Thursday, January 01, 2009

Music and Culture

I went to First Night Montpelier last night with the family, mainly so Alice could dance. As usual at this event there are a ton of performances throughout the afternoon, many focused on non-Western music, for lack of a better term. Last year Alice surprised us when she broke out into a wicked hoe-down during a Klezmer performance, so we headed to see the same folks again this year to start the afternoon off. While Alice didn't bust out as much as last year, due probably to being a bit tired from her recent nap and a venue change to a fluorescent-lit room and all, I couldn't help but appreciate the scene we were taking in. Here was a group of Vermont-transplanted Jews keeping alive their musical, linguistic, and cultural history with an art form that has been passed down all the way back from the home land, or Eastern Europe anyway, for centuries. Some audience members were totally into it, doing that Jewish line dancing thing and all, and a tiny little cultural center popped up for a moment. Considering that Orange County where I grew up is 1/2 hour and fifty years behind Montpelier, it was good to see this.
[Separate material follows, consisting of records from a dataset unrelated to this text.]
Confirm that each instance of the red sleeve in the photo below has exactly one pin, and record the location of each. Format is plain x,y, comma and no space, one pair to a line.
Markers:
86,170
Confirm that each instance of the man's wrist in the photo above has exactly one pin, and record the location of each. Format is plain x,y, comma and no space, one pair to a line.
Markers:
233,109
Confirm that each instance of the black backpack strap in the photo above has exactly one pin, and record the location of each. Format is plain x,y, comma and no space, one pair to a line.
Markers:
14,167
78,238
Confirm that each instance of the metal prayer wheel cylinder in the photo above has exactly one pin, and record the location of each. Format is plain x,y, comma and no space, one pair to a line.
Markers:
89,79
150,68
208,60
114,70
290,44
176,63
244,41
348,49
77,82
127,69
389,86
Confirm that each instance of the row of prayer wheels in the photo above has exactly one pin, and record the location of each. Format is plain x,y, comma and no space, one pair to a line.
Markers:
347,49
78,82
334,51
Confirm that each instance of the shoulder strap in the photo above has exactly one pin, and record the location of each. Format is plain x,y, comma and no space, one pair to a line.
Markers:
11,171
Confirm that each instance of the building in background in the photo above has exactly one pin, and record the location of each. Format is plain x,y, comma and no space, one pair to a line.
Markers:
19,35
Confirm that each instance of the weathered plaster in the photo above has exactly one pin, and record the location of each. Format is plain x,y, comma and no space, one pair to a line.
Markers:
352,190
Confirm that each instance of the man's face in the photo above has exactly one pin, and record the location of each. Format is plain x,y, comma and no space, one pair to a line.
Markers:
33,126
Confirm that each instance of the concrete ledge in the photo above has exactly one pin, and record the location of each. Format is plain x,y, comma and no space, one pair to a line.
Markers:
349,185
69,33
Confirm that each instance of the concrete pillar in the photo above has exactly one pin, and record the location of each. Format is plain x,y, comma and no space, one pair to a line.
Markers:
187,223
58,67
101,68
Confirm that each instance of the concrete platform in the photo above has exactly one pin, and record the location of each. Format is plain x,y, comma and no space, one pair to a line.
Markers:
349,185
So that got me thinking what music I should be listening to, performing, or otherwise spreading to keep my seven-generation Central Vermont Yankee culture alive.
I can say that music wasn't huge in my upbringing, at least 'traditional' music. My grandmother would tell stories of 'kitchen junkets' back in her youth, when a designated family up on West Hill (or South or East Hill in Williamstown and Brookfield, respectively) would invite everyone over on a Saturday night, clear out the kitchen, and hoe down to fiddle music. I certainly don't carry this tradition on, and it seems the only ones who do are hippies who co-opted contra dancing and old folks who put on museum shows.
So we left the show to see a guy who blows bubbles and get something to eat, then made our way over to see 35th Parallel. Here's an outfit that throws my earlier thinking on its head, two Americans, one Jewish I presume (not that it matters but it plays into the above reference of maintaining one's culture through their music), that specialize in multiple world music styles: "35th Parallel's name comes from the latitude line intersecting the regions that inspire their music - the Middle East, North India, North Africa, the Mediterranean, and the United States." These guys pull bits of culture from all over the world and meld it together into their own art form that respects its influences while creating a new sense of wonder regarding non-Western music, culture, and thought.
So now my hypothesis was getting all screwy, and we went home. After dropping off Alice and Julie I shot up to Hardwick to see my brother's band, Dog House Roses play a rare gig at Claire's. These guys play rock music, well-rooted in the 4/4 Western (not Country-Western) aesthetic. No tablas, bouzoukis, fiddles, or dance callers. I then realized that this music, while it seems 'simpler' than all that other fancy stuff, is a legitimate, traditional form for Americans and even Western Europeans from the latter half of the 20th century and beyond. It certainly evolves, as do all traditional art forms, and it steals from others, but in the end it is as important as Raga, Jazz, Klezmer, or whatever.
Now I can appreciate the The Kinks, or The Stooges, or Built to Spill, or Alejandro Escovedo, or Sun Kil Moon, or whatever and know that it is simply the tradition of music that is being carried on. I don't have to worry that I'm not saving my culture from fading away, because my culture and its art evolves with the times while still keeping its distinct identity (those contra dancers still kick up a mean show). And what is really fascinating and deserves it own analysis someday is how we as a species have always sought melodic/harmonic sounds to integrate into our lives. I guess any music therefore maintains Human Culture in that regard.

Oh what the hell am I babbling about, I've been listening to the Misfits all week.